HOIPIN-1

HOIPIN-1 (JTP-0819958) is a selective linear ubiquitin chain assembly complex (LUBAC) inhibitor with an IC₅₀ of 2.8 μM^[1]. HOIPIN-1 suppress LUBAC-mediated NF-kB activation in vitro^[2]. In Vitro: In the HTRF-based LUBAC-mediated ubiquitination assay with Petit-LUBAC. HOIPIN-1 (0.9-120 μM) exhibits an increased inhibitory activity with a a longer preincubation time in the reaction buffer. The IC₅₀ values are 26 μM, 26 μM, 26 μM, and 3.926 μM, at 1h, 3h, 6h and 24 h, respectively^[1].
The coexpression of the LUBAC subunits in HEK293T cells increases the intracellular amounts of linear polyubiquitin, HOIPIN-1 (1-30 μM) dose dependently suppressed the production of intracellular linear polyubiquitin in LUBAC-expressing HEK293T cells^[1].
HOIPIN-1 (30-100 μM; 30-60 mins) inhibits IL-1β-induced NF-κB activation and decreases the phosphorylation of IKKα/β, p105, and p65 in hela cells^[1].

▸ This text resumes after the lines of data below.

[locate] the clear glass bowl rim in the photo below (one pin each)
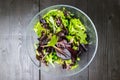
(62, 5)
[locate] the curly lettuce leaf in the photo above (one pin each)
(53, 41)
(38, 29)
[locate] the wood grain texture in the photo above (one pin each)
(105, 15)
(15, 16)
(14, 61)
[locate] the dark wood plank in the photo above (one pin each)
(14, 61)
(81, 4)
(105, 14)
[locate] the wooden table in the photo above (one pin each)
(15, 16)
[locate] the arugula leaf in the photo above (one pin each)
(77, 29)
(53, 41)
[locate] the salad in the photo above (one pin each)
(62, 39)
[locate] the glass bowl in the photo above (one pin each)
(85, 58)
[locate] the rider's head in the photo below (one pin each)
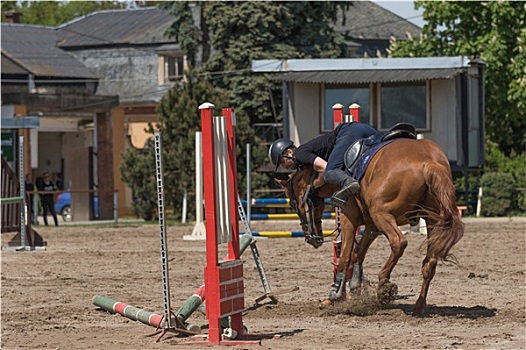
(282, 149)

HOIPIN-1 (10-100 μM) inhibits the expression of NF-κB target genes such as ICAM1 and TNF-α in IL-1β-induced hela cells in a dose-dependent manner^[1].

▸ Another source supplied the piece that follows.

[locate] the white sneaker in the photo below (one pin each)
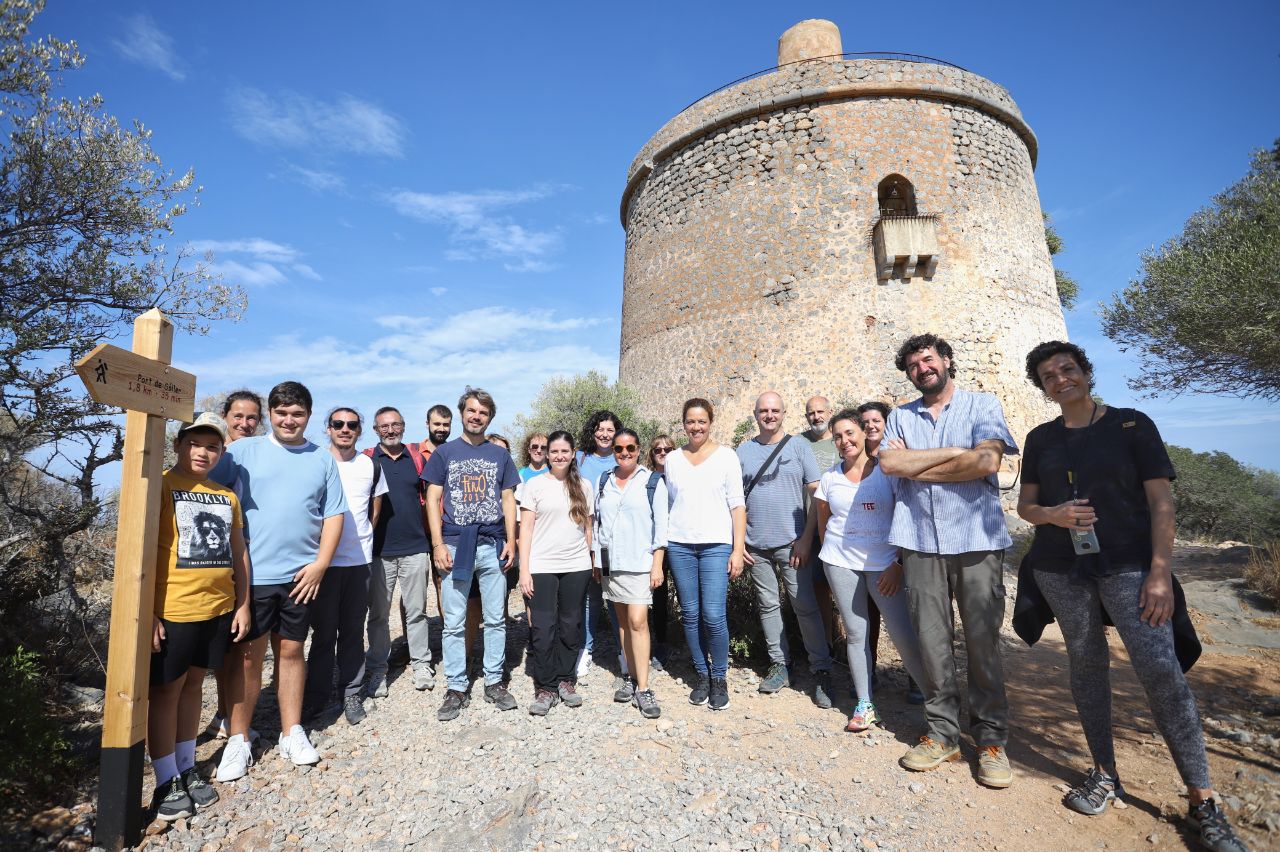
(237, 757)
(298, 749)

The linear ubiquitin chain assembly complex (LUBAC), composed of the HOIL-1L, HOIP, and SHARPIN subunits. HOIPIN-1 exhibits IC₅₀ values of 4.4 μM, 3.5 μM and 3.7 μM for inhibition of linear polyubiquitination activity by the HOIL-1L/HOIP complex, the HOIL-1L/HOIP/SHARPIN complex and the HOIP/SHARPIN complex, respectively^[2].
HOIPIN-1 (1-100 μM; 72 hours) shows no apparent cytotoxicity based on ATP content, it exhibits cytotoxicity in A549 cells with an IC₅₀>100 μM in A549 cells^[2].